Green Hippo Delivers as 7 Days Live Visits Queenstown

Green Hippo delivers as 7 Days Live visits Queenstown
Photo: Still Vision

When TV comedy show 7 Days Live visited the Queenstown Winter Festival, the festival’s production supplier, TomTom Productions, was on hand with their Hippotizer Karst media servers from Green Hippo. A favourite of TomTom, thanks to its advanced integration and control features, the Hippotizer enabled them to easily deal with the additional visual requirements of the television recording.

Produced by MediaWorks NZ, 7 Days Live is a popular TV comedy show in New Zealand. In June, the show took a road-trip to the Queenstown Winter Festival, on the shores of South Island’s Lake Wakatipu, to film a TV special.

“The brief was fairly simple,” said Hamish Edh, director of TomTom and designer of the Festival’s live stage video elements. “Background eye candy that looks great on camera, as well as for the live audience, and having the 7 Days logo on the screens for the wide shots.”

Simple enough, with the stage’s varied visual elements already in place. “The design concept was based around mis-matching elements with different LED pixel pitches,” explained Edh. “To create contrast between the different pixel pitches, I use Martin Sceptron 20 battens in an array to complement the 6mm LED panels and to add horizontal lines to the overall look.”

Edh used TomTom’s go-to media server system, Hippotizer Karst, running two outputs, one to the 6mm LED panels and the other to the Sceptron via the Hippotizer’s Martin P3 System Controller integration. The textures played out on the low-resolution Sceptron were from stock content, while the 6mm panels showed custom content including Queenstown’s iconic mountains, created by Tim Goddard of TomTom, as well as the 7 Days Live logo where required. The operator was TomTom’s Matt Cooper.

Edh’s design included four horizontal LED ‘banners’ rigged at staggered heights, from the lower upstage to the highest above mid-stage, each with the ‘mis-matched’ pixel pitches of 6mm panels and 20mm Martin Sceptron. Visuals were controlled from a Hog 4 console, one of the many consoles which integrates with Hippotizer.

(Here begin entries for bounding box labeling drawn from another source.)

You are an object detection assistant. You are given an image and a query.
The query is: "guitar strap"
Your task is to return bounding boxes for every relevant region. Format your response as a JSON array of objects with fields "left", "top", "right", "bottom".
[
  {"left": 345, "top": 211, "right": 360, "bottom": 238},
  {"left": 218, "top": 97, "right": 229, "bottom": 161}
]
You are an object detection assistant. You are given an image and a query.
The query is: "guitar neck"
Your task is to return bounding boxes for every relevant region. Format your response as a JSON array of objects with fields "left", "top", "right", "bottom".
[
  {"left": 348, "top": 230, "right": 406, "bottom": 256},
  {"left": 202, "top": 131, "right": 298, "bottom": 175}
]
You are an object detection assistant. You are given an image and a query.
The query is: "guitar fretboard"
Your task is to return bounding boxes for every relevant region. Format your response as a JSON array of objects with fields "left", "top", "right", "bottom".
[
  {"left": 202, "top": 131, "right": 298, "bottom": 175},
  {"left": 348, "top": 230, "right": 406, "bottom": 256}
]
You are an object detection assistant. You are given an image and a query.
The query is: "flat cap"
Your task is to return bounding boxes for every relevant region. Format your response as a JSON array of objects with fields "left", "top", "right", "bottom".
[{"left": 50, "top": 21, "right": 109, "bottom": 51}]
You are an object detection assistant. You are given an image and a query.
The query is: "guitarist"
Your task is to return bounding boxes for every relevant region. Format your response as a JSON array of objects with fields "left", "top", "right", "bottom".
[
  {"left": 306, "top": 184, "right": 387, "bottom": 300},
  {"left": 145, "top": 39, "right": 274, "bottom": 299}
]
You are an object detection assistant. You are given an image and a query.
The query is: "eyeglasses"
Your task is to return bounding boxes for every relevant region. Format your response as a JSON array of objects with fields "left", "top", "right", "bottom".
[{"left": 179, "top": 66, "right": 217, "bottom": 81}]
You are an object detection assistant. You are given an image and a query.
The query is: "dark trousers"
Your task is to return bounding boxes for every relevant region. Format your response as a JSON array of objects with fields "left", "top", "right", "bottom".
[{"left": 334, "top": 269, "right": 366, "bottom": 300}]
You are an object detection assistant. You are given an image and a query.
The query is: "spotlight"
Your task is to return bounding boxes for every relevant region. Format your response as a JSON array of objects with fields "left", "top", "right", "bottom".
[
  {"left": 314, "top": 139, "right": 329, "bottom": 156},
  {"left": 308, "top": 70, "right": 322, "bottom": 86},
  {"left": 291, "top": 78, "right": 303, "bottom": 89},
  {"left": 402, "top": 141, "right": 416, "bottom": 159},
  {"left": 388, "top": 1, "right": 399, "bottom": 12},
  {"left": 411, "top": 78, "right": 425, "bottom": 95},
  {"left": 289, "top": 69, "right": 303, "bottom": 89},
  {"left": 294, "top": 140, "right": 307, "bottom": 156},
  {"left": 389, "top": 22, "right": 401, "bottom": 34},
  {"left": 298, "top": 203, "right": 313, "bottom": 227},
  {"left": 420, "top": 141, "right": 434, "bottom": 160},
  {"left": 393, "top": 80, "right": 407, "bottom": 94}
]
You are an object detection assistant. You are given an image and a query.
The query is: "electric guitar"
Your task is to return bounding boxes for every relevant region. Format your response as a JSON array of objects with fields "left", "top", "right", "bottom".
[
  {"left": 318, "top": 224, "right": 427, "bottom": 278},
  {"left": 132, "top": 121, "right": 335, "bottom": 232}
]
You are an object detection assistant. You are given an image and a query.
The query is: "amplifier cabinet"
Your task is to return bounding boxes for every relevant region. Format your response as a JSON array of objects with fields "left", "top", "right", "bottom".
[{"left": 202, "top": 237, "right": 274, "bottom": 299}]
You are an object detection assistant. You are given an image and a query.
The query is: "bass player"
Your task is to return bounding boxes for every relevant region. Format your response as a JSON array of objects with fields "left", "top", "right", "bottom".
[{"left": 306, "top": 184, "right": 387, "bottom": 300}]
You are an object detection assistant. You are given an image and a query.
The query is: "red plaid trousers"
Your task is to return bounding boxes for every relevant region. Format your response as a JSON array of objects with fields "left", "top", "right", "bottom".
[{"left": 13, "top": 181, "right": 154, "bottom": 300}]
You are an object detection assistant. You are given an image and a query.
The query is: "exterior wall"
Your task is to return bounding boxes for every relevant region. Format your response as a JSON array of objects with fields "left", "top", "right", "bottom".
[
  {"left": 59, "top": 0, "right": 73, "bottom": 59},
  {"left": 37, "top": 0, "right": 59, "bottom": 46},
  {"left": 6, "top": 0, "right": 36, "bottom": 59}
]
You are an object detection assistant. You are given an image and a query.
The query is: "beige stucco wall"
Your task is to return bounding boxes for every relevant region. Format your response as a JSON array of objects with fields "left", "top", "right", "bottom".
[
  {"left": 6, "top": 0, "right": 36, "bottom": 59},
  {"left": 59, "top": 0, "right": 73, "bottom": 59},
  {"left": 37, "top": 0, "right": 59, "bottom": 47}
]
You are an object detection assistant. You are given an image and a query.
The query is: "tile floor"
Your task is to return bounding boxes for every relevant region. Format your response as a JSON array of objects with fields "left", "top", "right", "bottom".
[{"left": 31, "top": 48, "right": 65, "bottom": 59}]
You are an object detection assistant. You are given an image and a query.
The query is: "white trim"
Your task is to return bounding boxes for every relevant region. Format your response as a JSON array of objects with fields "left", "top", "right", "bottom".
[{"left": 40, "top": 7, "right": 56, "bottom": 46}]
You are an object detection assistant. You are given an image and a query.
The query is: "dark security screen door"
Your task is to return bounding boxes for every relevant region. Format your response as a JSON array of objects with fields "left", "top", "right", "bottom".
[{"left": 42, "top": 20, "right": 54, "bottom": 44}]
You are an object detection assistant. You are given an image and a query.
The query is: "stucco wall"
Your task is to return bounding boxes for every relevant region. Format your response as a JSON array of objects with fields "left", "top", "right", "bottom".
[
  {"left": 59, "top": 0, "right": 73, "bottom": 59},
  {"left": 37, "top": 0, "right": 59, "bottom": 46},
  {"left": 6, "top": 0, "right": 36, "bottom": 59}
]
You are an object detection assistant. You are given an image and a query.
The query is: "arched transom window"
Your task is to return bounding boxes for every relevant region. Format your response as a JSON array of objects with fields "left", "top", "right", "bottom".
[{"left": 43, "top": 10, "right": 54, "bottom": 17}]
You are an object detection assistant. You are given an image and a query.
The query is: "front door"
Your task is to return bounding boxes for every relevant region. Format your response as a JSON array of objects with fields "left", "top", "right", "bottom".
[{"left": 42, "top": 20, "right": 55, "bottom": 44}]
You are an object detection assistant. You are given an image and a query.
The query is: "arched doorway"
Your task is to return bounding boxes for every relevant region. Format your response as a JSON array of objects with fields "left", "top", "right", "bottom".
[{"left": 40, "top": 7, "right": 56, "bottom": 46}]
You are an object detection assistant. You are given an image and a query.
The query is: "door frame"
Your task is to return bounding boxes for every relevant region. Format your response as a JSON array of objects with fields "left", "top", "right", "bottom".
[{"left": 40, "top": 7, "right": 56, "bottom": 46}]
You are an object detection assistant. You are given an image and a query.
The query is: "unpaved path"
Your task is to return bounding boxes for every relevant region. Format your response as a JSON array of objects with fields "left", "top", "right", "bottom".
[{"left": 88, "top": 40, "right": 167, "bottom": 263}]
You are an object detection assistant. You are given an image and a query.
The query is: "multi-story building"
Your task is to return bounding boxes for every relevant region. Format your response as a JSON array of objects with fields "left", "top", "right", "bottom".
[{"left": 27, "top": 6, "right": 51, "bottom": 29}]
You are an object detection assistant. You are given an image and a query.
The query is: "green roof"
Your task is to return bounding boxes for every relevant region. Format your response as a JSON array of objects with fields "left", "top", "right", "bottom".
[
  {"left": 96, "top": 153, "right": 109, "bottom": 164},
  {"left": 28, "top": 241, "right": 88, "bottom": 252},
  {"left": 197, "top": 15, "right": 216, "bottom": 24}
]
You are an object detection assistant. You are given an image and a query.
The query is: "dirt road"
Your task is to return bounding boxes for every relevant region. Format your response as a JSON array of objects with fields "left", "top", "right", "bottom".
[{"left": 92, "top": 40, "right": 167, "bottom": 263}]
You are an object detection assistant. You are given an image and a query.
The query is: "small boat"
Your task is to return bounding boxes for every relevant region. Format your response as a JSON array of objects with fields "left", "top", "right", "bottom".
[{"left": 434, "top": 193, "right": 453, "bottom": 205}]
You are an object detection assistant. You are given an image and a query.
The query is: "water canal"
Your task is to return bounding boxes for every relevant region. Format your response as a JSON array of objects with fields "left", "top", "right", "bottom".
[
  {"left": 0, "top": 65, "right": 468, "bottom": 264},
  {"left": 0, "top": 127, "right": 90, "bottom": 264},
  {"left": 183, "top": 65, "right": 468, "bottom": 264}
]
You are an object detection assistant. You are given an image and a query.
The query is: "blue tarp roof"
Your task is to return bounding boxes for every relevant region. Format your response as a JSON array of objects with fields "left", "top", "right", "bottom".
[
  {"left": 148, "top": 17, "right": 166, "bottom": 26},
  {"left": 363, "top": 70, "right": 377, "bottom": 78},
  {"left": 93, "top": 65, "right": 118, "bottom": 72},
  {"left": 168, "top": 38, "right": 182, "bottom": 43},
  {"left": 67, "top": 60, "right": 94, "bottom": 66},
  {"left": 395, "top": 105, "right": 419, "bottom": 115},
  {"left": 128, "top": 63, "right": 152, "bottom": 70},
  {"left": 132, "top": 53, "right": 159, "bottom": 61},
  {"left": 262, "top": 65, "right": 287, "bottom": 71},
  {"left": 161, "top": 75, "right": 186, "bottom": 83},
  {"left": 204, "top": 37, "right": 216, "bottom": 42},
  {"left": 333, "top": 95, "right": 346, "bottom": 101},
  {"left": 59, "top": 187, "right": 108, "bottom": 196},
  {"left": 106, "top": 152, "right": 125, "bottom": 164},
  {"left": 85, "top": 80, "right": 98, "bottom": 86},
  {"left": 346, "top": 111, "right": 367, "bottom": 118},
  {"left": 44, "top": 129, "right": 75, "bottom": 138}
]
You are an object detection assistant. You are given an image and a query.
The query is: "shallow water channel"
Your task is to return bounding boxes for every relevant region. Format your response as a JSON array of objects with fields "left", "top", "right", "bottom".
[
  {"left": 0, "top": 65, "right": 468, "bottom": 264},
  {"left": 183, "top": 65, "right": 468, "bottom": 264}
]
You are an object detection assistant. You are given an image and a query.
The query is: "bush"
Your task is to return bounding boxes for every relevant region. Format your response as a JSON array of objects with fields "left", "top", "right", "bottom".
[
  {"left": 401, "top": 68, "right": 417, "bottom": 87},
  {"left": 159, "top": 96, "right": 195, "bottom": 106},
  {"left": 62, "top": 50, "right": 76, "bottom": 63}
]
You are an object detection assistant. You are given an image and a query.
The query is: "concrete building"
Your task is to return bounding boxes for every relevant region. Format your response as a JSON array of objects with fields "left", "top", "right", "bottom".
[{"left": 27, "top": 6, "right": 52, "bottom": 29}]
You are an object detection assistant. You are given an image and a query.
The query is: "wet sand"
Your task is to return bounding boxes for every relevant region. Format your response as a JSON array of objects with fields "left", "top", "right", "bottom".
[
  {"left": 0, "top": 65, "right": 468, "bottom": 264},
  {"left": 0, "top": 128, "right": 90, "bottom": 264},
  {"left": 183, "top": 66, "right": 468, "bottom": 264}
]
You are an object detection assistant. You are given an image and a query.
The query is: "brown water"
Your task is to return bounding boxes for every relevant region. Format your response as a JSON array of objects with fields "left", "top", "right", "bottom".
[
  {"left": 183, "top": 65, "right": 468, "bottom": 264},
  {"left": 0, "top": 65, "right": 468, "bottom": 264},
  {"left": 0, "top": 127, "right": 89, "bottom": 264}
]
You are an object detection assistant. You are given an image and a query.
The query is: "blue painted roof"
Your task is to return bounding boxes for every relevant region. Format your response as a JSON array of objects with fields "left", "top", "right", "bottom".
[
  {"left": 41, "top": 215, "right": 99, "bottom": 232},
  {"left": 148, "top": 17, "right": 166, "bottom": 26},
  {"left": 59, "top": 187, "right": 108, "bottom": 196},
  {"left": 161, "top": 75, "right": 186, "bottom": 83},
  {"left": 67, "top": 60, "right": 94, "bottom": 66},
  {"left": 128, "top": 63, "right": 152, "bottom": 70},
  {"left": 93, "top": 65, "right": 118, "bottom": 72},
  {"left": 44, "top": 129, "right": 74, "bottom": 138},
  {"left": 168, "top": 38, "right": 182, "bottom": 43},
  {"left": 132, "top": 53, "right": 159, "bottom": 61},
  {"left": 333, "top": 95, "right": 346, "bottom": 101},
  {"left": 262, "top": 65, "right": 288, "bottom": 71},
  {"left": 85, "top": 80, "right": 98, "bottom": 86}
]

“The direction we’re going in with design is to integrate traditional video and lighting elements,” said Edh. “This is why Hippotizers are great for us – they’re designed around control from the lighting console, which gives intimate creative freedom to the lighting designer to manipulate the entire visual look of a show.”

He added, “The Hippotizer’s P3 integration for Martin Sceptron played a big part in our decision to invest in the Sceptron. Again, it gives us the freedom to design video and lighting elements into one product.”

Following the comedy performances, the stage design and the use of Hippotizer changed again. “For the music night we dropped the 6mm screen and used the Hippo as a busking VJ machine,” said Edh.

He concluded, “For anything using Martin VDO, Hippo is our go-to solution. It’s also our go-to for anything where the lighting designer requires end-to-end control of all the visual elements, so live music in particular is made so easy with Hippotizer.”